All kinds of gi(議) took place over the course of the feast.
Slowly but surely the Western District was shaped by the flows of the many gi presented over the course of the meals.
Like dividing food across a round table, the council discussed profits, territory, and sometimes even weighed human lives.
All those seated at the table were equally granted such rights. And once more the curtains rose on a banquet over the island’s fate.
With flowing movements the elderly man who opened the feast reached over and plucked a piece of shark nikogori with his chopsticks.
Noting that the eldest person at the table had begun, the people on his right and left reached for their food as well.
They were followed by the people next to them, who were followed by the people next to them.
The elegant wave traveled down the circumference of the table, indicating the standings of those seated there.
When the wave reached the halfway mark, the woman whose turn it was to begin picked up a teacup rather than food.
Her qipao was completely white save for the breast, which was blood-red. She looked almost like a lily in bloom.
Every man and woman at the table was Asian. It was as though a slice of China had been placed to match the room.
The woman in question, whose fair skin and blue eyes stood out from the rest of her brethren, cast a glance at an empty seat at the table.
Like a missing tooth, one seat had been left empty at the table seating over a dozen. And as though on cue, the man sitting directly opposite the woman in white spoke.
“It seems nothing can disturb you out of your leisurely sips of tea, Yili.”
Yili’s eyes fluttered upwards at the quip.
Reflected in her eyes was a man with razor-sharp eyes and a tattoo that went up his neck, all the way to his face.
He was perhaps a little older than Yili. The man, carrying himself with dignity in spite of his youth, raised the corners of his mouth as he addressed his equal in the organization.
“It is indeed moving to see you mourning so openly for our departed brother-in-arms, Yili.”
“If you have time for sarcasm in the midst of mourning, you may need some time to hone your refinement and elegance, Elder Brother.”
“Are your blue eyes mere decorations that they cannot see the grief in my heart?”
It was a racist remark toward his half-sister, who was part-British. But Yili was unaffected.
“Please, Elder Brother. Even decorative eyes are more than enough to see you clearly.”
“How dare you…”
With the smile still locked on his face, the man shot a glare at Yili.
The lower executives tensed at the siblings’ argument, but those higher seemed indifferent.
“Now, now… Siblings are supposed to get along, you two…” Said Taifei Liu, one of the executives, between bites of food. He was seated closer to the old man than the siblings, but he was technically not much more powerful than they.

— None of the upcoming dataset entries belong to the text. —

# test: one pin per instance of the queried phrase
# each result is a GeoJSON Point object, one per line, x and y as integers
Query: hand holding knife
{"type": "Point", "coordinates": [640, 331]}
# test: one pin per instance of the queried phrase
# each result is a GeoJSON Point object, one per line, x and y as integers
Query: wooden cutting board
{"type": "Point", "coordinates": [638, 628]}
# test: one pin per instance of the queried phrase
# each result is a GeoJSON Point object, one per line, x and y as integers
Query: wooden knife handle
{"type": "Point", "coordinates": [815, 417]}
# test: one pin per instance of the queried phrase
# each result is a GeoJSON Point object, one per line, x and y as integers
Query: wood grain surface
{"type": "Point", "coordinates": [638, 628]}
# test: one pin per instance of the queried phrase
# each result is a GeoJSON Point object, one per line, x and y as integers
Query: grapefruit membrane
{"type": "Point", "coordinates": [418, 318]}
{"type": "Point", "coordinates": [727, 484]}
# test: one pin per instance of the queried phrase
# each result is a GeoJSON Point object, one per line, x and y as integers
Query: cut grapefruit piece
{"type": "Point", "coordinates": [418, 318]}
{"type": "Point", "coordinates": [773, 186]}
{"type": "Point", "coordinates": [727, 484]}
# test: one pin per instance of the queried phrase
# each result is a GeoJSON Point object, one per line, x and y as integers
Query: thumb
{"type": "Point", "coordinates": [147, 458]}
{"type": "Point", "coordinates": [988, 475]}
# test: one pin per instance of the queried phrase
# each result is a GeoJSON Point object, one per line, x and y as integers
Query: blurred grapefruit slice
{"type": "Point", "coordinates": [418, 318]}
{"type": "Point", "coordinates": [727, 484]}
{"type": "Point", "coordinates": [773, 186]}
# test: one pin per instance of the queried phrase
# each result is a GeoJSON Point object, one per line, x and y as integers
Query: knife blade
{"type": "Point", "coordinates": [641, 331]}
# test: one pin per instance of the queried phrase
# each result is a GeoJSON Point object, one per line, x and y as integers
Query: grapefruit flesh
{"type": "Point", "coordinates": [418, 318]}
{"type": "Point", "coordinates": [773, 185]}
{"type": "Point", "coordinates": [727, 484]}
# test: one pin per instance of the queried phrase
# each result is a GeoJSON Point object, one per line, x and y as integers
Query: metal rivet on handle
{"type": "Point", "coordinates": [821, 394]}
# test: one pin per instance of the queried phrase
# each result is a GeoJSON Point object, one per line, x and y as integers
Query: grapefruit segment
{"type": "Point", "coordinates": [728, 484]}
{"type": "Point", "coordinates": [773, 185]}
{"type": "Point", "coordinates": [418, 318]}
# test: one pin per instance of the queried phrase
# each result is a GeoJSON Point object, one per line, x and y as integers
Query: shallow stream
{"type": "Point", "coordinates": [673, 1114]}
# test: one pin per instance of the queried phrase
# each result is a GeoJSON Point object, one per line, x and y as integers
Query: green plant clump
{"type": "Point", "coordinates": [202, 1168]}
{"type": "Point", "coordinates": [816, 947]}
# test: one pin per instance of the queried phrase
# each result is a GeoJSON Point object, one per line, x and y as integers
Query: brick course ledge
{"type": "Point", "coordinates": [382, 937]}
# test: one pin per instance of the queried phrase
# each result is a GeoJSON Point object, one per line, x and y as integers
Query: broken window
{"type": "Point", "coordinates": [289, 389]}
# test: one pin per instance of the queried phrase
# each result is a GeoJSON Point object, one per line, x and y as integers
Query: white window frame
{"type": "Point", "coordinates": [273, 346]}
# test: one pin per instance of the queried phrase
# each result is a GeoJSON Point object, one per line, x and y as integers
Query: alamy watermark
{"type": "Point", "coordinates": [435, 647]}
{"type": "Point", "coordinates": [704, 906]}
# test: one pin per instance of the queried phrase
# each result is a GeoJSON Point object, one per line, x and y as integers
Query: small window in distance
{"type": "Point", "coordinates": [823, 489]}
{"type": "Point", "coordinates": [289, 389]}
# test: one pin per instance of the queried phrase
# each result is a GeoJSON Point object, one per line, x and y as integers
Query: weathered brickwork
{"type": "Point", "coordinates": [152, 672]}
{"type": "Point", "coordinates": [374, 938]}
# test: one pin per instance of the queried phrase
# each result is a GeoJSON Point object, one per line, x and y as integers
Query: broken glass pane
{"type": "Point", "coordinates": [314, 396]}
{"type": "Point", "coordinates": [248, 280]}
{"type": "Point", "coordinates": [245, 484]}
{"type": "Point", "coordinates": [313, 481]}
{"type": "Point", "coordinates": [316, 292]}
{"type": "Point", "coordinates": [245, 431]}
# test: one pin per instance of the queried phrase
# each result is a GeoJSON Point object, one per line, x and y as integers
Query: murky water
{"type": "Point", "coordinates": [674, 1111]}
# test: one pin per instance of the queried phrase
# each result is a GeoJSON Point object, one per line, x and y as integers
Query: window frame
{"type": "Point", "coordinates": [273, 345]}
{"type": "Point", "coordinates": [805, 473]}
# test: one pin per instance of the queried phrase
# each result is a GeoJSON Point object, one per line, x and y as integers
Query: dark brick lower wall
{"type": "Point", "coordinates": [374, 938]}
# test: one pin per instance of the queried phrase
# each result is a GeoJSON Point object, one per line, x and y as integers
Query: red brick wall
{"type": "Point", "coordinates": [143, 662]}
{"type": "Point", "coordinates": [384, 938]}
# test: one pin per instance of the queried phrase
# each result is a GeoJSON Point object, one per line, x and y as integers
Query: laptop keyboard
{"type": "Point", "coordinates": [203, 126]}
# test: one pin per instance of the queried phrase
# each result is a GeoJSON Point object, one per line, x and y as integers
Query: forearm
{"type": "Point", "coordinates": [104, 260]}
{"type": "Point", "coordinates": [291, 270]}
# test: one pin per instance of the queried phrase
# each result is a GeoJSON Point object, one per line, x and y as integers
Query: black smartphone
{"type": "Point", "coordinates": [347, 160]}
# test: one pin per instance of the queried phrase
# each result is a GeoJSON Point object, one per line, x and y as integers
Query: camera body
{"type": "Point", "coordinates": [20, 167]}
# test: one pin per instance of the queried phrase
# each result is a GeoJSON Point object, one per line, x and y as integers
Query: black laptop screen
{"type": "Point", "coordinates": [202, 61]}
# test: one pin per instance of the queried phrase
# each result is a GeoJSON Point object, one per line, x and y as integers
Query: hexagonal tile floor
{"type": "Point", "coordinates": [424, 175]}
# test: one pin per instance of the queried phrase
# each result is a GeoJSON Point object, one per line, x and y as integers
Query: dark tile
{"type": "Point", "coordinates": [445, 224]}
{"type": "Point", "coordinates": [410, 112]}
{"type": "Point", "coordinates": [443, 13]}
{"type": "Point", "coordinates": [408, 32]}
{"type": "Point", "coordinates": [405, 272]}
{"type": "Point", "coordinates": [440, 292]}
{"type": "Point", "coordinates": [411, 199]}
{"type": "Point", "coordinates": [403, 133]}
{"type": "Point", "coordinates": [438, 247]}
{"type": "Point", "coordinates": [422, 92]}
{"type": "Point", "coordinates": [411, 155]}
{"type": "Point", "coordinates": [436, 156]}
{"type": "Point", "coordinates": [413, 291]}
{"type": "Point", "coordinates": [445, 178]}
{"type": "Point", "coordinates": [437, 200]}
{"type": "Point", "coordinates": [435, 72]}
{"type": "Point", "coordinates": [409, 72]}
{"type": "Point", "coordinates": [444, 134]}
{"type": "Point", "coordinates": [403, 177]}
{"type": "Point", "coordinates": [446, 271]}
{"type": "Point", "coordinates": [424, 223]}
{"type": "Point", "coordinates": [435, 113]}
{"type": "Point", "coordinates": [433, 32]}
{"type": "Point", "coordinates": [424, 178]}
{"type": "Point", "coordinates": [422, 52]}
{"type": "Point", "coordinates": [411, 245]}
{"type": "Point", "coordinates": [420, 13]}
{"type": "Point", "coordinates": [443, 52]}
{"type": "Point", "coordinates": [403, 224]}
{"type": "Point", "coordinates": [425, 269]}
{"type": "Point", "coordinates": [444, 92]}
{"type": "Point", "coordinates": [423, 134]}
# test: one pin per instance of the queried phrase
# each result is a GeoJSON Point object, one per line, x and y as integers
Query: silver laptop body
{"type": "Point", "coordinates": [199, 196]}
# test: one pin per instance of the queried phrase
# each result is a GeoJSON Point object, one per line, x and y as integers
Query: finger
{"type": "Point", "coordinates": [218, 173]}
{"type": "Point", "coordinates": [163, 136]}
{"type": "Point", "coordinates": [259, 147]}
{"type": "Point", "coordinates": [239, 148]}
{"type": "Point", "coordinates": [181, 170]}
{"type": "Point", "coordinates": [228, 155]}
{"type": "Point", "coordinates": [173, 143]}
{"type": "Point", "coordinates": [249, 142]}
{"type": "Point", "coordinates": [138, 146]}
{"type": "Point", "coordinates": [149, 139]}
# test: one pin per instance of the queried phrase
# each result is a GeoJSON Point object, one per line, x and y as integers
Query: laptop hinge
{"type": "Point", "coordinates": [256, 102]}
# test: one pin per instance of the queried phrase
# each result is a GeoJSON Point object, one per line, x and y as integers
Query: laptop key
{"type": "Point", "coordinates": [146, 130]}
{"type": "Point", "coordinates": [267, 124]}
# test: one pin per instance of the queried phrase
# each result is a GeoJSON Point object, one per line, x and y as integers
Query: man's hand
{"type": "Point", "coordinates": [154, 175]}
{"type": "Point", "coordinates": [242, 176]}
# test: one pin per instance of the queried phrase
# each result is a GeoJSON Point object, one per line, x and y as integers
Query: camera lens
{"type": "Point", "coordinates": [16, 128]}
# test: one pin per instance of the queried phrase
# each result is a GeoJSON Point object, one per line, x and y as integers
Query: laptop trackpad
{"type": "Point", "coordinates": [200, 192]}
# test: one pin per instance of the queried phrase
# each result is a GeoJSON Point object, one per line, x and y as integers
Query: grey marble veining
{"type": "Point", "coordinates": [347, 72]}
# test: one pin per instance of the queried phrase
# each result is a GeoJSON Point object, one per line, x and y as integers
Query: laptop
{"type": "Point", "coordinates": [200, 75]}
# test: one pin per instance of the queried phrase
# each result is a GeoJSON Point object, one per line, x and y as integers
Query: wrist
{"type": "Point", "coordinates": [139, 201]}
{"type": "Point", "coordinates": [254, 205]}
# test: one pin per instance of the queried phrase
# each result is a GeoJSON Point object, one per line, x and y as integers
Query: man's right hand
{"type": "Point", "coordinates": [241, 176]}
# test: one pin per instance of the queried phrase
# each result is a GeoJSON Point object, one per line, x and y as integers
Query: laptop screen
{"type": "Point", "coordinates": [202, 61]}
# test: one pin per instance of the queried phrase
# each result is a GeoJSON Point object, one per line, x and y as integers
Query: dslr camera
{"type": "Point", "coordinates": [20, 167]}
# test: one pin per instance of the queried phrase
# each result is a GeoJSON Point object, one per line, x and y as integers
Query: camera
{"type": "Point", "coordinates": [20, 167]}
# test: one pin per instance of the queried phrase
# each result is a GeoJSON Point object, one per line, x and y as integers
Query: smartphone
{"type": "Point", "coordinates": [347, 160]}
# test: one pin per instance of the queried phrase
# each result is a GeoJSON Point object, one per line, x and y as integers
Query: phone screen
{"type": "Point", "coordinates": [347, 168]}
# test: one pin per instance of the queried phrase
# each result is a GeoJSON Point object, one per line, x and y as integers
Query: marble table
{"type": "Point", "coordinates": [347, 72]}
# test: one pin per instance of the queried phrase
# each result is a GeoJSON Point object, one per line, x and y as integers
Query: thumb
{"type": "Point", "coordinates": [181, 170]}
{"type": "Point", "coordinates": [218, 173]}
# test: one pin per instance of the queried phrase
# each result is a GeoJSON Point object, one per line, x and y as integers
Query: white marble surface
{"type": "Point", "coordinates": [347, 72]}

Fitting for his name, Taifei was a rotund man. His balloon-shaped body stuck out like a sore thumb at the round table, like it or not.
“Self-control is a virtue, Taifei. You would do well to remember this the next time you feel the urge to intrude on an argument.”
“Self-control? …Mhm. I decided to forget that and eat whatever I like and die young rather than control myself and live a long life. …Wow, the nikogori is great today. Wonder what’s up.” Taifei said, deflecting the insult and lowering his chopsticks to look at the siblings. “We’re not gathered here today to listen to you two bickering.”
“Indeed.” Said a deep but clear voice. It was the old man who had opened the feast. “Lihuang. Yili. Swallow your vexatious words along with your food and keep them in your own bellies.”
The elderly man at the center of the table—Ei daren—was the head of the mafia that controlled the Western District.
Though the group had abandoned their name when they crossed over from China, the core remained fast connected to one of the many large organizations on the mainland.
Half the executives gathered at the table were children of Ei daren. Ei was over sixty years old at this point, but he had a whopping twenty-four children in total, counting the non-executives. And though from different mothers, Lihuang and Yili were Ei’s children as well.
“…Of course, Father.”
The siblings expressed their regrets without even blinking.
And until the end of the meal, Lihuang and Yili did not once lock gazes.
Once the siblings were quiet, the old man solemnly but languidly put his hands on the table and turned to the brother.
“But let me say this, Lihuang.”
The tattooed man withdrew all hints of a smile from his face.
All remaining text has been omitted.